3rd Governor of Apurímac
- In office January 1, 2007 – December 31, 2010
- Preceded by: Rosa Suárez Aliaga
- Succeeded by: Elías Segovia Ruiz

Personal details
- Born: 12 June 1953 (age 72) Andahuaylas, Apurímac, Peru
- Party: Frente Popular Llapanchik Popular Alliance (2015-2016)
- Alma mater: Universidad Nacional Mayor de San Marcos

= David Salazar (politician) =

Peruvian politician

David Abraham Salazar Morote is a Peruvian politician. He has served as Governor of the Apurímac Region from 2007 to 2010. In 2015, he was assigned to be part of Alan García's Popular Alliance presidential ticket with Lourdes Flores. García received 6% of the popular vote, dissolving the alliance.
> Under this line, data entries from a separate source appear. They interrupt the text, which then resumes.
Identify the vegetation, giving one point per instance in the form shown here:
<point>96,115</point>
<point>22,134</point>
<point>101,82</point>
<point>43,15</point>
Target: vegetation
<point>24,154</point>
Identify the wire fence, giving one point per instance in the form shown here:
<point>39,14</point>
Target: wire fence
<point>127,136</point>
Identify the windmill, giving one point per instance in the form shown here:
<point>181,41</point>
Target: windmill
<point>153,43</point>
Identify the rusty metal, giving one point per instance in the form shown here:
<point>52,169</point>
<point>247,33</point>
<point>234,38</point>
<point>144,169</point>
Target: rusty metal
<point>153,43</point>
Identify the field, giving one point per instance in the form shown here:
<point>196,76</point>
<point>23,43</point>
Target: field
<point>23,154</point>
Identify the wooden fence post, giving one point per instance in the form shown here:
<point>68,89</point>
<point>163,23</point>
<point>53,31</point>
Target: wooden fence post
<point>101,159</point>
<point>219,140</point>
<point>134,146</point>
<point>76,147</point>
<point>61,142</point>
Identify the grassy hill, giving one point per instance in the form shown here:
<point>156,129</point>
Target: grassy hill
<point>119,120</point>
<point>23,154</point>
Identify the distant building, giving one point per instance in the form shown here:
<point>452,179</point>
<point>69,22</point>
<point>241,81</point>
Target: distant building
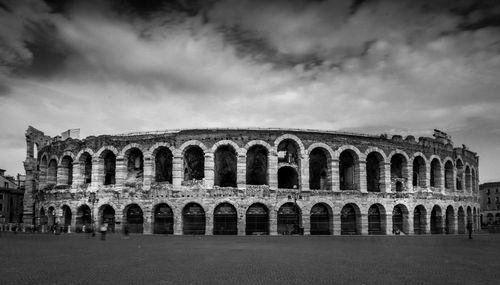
<point>490,203</point>
<point>11,199</point>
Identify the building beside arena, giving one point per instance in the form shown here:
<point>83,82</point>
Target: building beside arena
<point>251,181</point>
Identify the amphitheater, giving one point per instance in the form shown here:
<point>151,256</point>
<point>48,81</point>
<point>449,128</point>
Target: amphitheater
<point>251,182</point>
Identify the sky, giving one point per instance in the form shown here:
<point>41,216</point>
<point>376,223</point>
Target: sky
<point>370,66</point>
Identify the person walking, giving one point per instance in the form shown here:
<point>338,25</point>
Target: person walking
<point>469,229</point>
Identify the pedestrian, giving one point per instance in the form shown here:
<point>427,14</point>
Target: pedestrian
<point>469,229</point>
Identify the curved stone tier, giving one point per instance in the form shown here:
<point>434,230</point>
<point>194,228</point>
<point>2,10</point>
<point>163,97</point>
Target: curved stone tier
<point>251,181</point>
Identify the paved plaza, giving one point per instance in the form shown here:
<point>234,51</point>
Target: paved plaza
<point>141,259</point>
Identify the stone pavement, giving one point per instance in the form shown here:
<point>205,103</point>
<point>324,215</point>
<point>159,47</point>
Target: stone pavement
<point>77,259</point>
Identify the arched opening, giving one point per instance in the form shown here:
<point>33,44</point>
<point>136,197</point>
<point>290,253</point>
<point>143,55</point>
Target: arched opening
<point>52,172</point>
<point>109,167</point>
<point>86,167</point>
<point>257,220</point>
<point>225,220</point>
<point>193,219</point>
<point>374,170</point>
<point>163,219</point>
<point>288,178</point>
<point>319,178</point>
<point>468,179</point>
<point>460,173</point>
<point>225,166</point>
<point>66,174</point>
<point>349,220</point>
<point>163,165</point>
<point>461,220</point>
<point>450,220</point>
<point>436,220</point>
<point>83,219</point>
<point>435,173</point>
<point>135,166</point>
<point>257,164</point>
<point>107,214</point>
<point>194,163</point>
<point>419,220</point>
<point>135,219</point>
<point>400,219</point>
<point>320,220</point>
<point>448,176</point>
<point>289,219</point>
<point>376,220</point>
<point>348,170</point>
<point>419,179</point>
<point>66,222</point>
<point>399,172</point>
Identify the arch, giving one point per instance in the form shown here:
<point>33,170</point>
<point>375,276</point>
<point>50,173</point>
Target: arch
<point>400,219</point>
<point>376,220</point>
<point>320,217</point>
<point>257,165</point>
<point>294,138</point>
<point>193,219</point>
<point>194,162</point>
<point>461,220</point>
<point>225,219</point>
<point>257,220</point>
<point>289,219</point>
<point>83,219</point>
<point>375,170</point>
<point>107,216</point>
<point>436,220</point>
<point>134,218</point>
<point>419,220</point>
<point>349,169</point>
<point>449,223</point>
<point>163,219</point>
<point>350,220</point>
<point>435,172</point>
<point>320,161</point>
<point>225,161</point>
<point>419,178</point>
Salazar is also the leader of the regional movement "Frente Popular Llapanchik".

== Biography ==
He was born in the city of Talavera, Peru, on June 12, 1953. He completed his primary studies in the town of Ongoy and the city of Talavera. High school began in Andahuaylas and culminated in the Leoncio Prado Military College, in El Callao, in 1969. Between 1970 and 1982 he studied industrial engineering at the Universidad Nacional Mayor de San Marcos. He has developed his professional life in the public and private sectors.